Multi-Stage Pipeline Contract¶
Three production pipelines in PROTEA share the same coordinator-fan-out-collect pattern but each grew its own boilerplate independently:
compute_embeddings(coordinator + batch + write)predict_go_terms(coordinator + batch + write)export_minijobs(coordinator + knn-batch + features-batch + write)
The multi-stage contract (protea/core/contracts/multistage.py,
introduced in F-MULTISTAGE-COHERENCE.1) defines the shared abstractions
so future migrations can converge those pipelines onto a single auditable
pattern without changing any on-the-wire message shapes.
Contract classes
MultiStagePayload¶
Every batch stage payload inherits from this base instead of
ProteaPayload directly. The base adds a single required field:
class MultiStagePayload(ProteaPayload, frozen=True):
coordinator_job_id: str # UUID of the parent coordinator Job row
Child operations use coordinator_job_id to call
update_parent_progress(),
which atomically increments the parent’s progress counter and marks it
SUCCEEDED when the last child finishes.
StageArtifactStore¶
A thin facade over ArtifactStore
that encodes the canonical path convention:
temp/<pipeline>/<coordinator_job_id>/<stage>/<key>
This eliminates ad-hoc path construction scattered across the three real pipeline implementations.
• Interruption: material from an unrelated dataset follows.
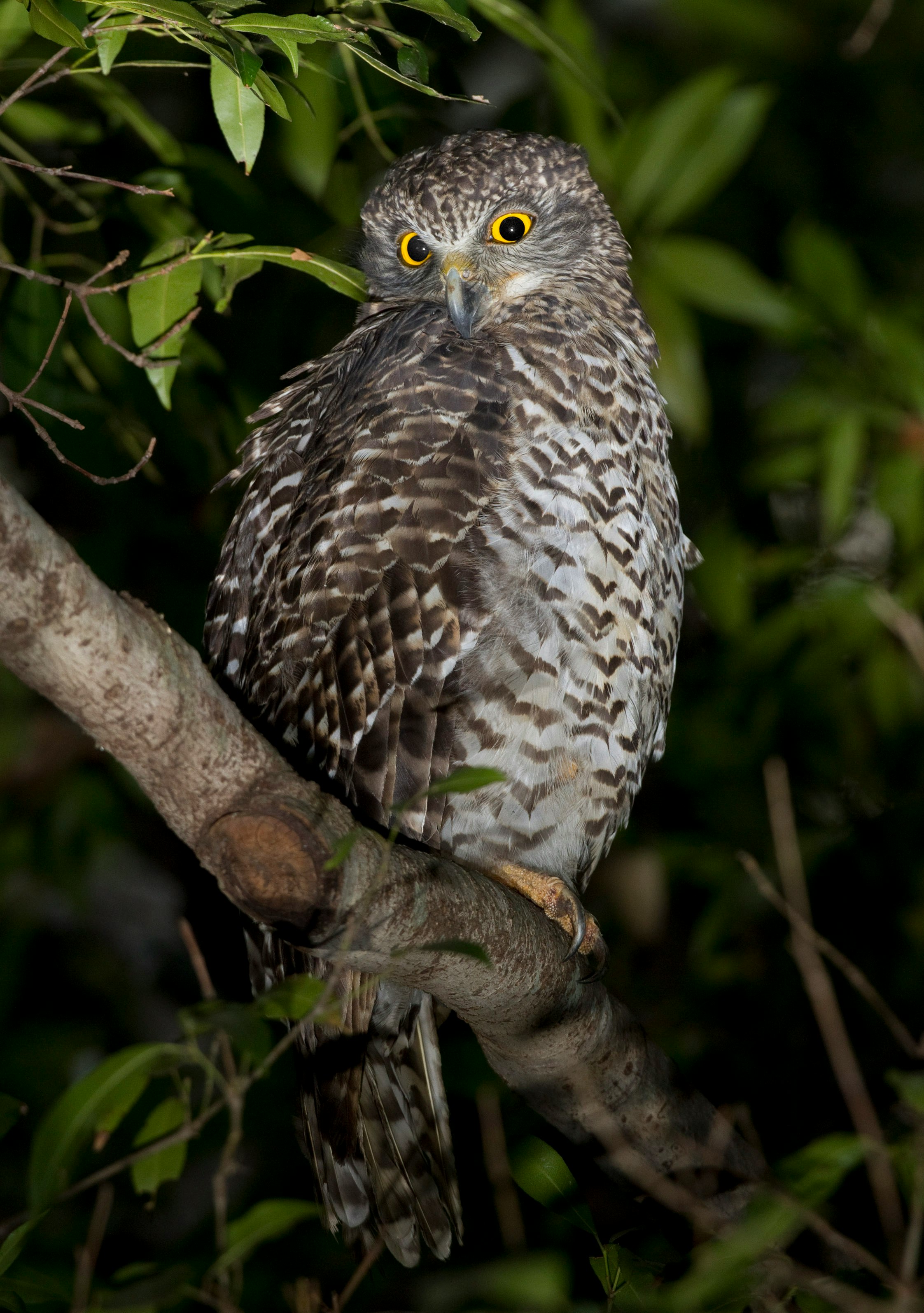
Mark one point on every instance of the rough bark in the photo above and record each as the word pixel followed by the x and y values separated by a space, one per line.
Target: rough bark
pixel 142 693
The three main methods are:
store.write_intermediate(stage, key, data) -> str # returns URI
store.read_intermediate(uri) -> bytes
store.exists_intermediate(stage, key) -> bool
publish_next_stage¶
A helper that serialises a Pydantic payload and decides whether to inline it or upload it to the artifact store:
queue, body = publish_next_stage(
"protea.embeddings.batch",
batch_payload,
artifact_store=stage_store,
size_threshold_kb=64.0,
)
# Returns (queue_name, {"_artifact_uri": "..."}) when payload > 64 KB
# Returns (queue_name, {...full payload...}) otherwise
The returned pair is ready for appending to
OperationResult.publish_operations.
PipelineStage¶
Abstract base class for batch and write stage operations.
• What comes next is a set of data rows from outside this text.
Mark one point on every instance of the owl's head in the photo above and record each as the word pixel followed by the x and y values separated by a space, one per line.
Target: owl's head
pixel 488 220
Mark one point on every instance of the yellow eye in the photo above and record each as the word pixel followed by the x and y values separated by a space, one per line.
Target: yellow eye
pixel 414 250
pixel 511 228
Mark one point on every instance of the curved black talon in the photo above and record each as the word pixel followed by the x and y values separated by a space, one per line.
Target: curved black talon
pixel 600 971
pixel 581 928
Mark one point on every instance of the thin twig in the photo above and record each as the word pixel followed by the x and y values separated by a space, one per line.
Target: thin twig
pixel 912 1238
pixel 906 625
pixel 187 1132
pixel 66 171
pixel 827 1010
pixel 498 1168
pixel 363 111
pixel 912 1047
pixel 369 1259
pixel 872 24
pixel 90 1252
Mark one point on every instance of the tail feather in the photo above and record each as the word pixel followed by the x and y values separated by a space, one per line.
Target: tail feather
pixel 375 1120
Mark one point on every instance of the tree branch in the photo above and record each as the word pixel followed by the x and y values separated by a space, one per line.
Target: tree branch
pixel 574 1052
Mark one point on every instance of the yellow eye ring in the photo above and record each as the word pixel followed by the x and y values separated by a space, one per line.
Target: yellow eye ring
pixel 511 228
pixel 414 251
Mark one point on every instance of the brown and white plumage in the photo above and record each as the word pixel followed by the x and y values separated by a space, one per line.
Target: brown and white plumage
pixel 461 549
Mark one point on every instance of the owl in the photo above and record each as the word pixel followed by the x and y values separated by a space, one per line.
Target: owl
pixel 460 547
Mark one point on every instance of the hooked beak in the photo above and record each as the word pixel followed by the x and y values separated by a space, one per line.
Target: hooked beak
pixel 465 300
Concrete subclasses must set name, description, stage_name,
and implement _execute_stage. The execute wrapper emits
consistent <stage_name>.start / <stage_name>.done events:
class MyBatchOp(PipelineStage):
name = "my_batch"
description = "Processes a single batch."
stage_name = "my_batch"
def _execute_stage(self, session, payload, *, emit):
...
return OperationResult(result={"processed": n})
Coordinator¶
Abstract base class for coordinator (fan-out) operations.
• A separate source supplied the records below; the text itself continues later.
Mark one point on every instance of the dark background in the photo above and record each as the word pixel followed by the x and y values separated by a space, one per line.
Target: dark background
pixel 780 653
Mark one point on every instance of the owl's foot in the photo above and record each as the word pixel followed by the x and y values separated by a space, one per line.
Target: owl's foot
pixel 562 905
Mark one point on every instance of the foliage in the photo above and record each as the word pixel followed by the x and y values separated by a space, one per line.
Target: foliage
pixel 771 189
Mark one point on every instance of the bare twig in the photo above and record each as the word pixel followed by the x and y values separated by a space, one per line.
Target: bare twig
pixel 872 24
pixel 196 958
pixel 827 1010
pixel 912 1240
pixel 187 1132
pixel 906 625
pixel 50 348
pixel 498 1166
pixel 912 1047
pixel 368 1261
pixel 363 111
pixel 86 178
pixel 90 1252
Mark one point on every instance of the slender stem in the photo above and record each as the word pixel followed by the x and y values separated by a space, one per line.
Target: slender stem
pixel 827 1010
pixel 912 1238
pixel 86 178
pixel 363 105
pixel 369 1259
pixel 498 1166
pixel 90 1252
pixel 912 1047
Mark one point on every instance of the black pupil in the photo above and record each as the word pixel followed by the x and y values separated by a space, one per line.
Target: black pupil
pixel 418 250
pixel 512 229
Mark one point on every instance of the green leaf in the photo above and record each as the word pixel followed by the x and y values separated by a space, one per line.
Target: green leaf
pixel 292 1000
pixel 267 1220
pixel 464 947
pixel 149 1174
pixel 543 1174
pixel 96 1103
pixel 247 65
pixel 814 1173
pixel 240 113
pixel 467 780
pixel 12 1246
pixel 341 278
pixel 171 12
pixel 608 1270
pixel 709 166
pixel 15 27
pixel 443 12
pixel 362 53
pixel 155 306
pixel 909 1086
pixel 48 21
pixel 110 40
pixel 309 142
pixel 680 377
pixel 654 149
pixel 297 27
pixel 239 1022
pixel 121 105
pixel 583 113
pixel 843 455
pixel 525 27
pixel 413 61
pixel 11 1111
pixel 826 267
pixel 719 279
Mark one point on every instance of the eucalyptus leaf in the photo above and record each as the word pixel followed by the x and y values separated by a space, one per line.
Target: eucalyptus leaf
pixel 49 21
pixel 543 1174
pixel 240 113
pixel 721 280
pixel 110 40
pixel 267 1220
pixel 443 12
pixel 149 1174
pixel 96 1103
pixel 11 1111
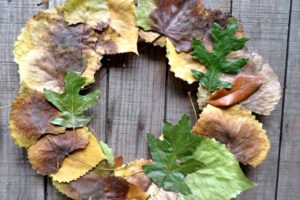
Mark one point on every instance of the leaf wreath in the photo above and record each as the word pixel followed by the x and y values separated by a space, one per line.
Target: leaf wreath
pixel 60 49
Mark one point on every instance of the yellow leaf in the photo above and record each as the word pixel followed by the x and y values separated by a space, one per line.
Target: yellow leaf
pixel 94 13
pixel 152 37
pixel 80 162
pixel 48 46
pixel 182 63
pixel 122 34
pixel 238 129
Concrete subclasses must set name, description, and implement
partition which returns a list of (queue, body) pairs.
dispatch_partition_with_progress builds the deferred
OperationResult automatically:
class MyCoordinator(Coordinator):
name = "my_coordinator"
description = "Partitions work and fans out to batch workers."
def partition(self, session, payload, *, parent_job_id, emit):
return [
("my.batch.queue", {"coordinator_job_id": str(parent_job_id), ...})
for batch in batches
]
def execute(self, session, payload, *, emit):
parent_job_id = UUID(payload["_job_id"])
return self.dispatch_partition_with_progress(
session, payload, parent_job_id=parent_job_id, emit=emit,
extra_result={"items": total_items},
)
Prospective consumers
The three existing pipelines keep their current per-pipeline boilerplate and continue to pass their tests untouched. Migration is tracked in separate slices:
Pipeline |
Slice |
Status |
|---|---|---|
|
F-MULTISTAGE-COHERENCE.2 |
pending migration |
|
F-MULTISTAGE-COHERENCE.3 |
pending migration |
|
F-MULTISTAGE-COHERENCE.4 |
pending migration (depends on F-EXPORT-MINIJOB.4) |
Path convention
All intermediate artefacts produced by a multi-stage pipeline are stored under:
temp/<pipeline>/<coordinator_job_id>/<stage>/<key>
For the local-FS backend this resolves to a file under the configured
PROTEA_LOCAL_STORAGE_ROOT. For MinIO it becomes an object key in the
configured bucket. The StageArtifactStore facade handles both; callers
never construct paths manually.